Regional Grocers Still Have a Place in Grocery

By October 1, 2019December 30th, 2019Articles

By Keith Daniels
October 1, 2019

To say Wal-Mart is winning at grocery is an understatement. While this was once a minor part of the goliath business, it now accounts for half of Wal-Mart’s sales. It’s so prominent, in fact, that it graced the Today’s Grocer cover just two issues ago.

As though that competition wasn’t enough, European players Aldi and Lindl have swooped in to gain share with private label offerings. Sprinkle in the encroachment of online retailers like PeaPod, and it’s no mystery why some think regional grocers could become obsolete.

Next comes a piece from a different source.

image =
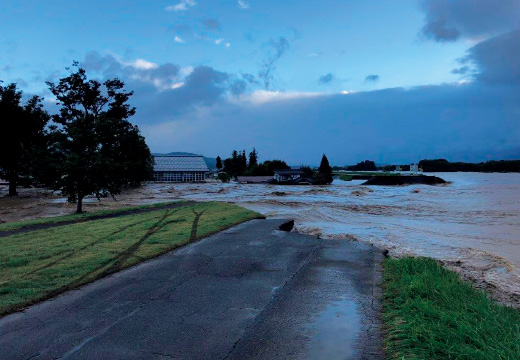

A regional player will have difficulty winning on price — but that doesn’t mean you can’t compete. Without the ability to be the low price leader, regional grocers must look to win on other fronts. The most successful tactic we’ve seen has been around selection. Rather than stock the same products as the big competitors, go after a separate, customized product offering. Bucking the one-size-fit-all method of the Big Box, we’ve seen niche players not only survive, but thrive.

This comes down to changing demographics. The US currently has over 40 million immigrants (those born in another country). While the pace of new entrants has slowed, the fact is that our nationwide population is increasingly diverse – much more than a single global aisle reflects. Regional grocers with a firm grasp of their local population can cater their food and selection based on the “taste of home” for that market.

This goes deeper than offering jasmine rice and Latin salsa. Grocers who are winning are offering spices popular in specific countries or even regions within a country.

From there, the expansion possibilities are wide. For instance, Vallarta markets in California hosts free hatch chile roasting events and have an in-store Taquerias that further cater to their target market.

Niche isn’t limited to ethnic foods. We’ve seen stores like Di Bruno capture a busy, young customer segment with a wide selection of ready-made meals at a higher price point.

This isn’t to say other fundamentals like inventory and liquidity don’t matter. Dean & Deluca was an early adopter of the niche strategy but was crushed by overspending on marketing and rolling out a few too many product flops.

However, for regional grocers who have their finances in order, niche product selection is a way regionals can– at least for now – compete with Big Box players.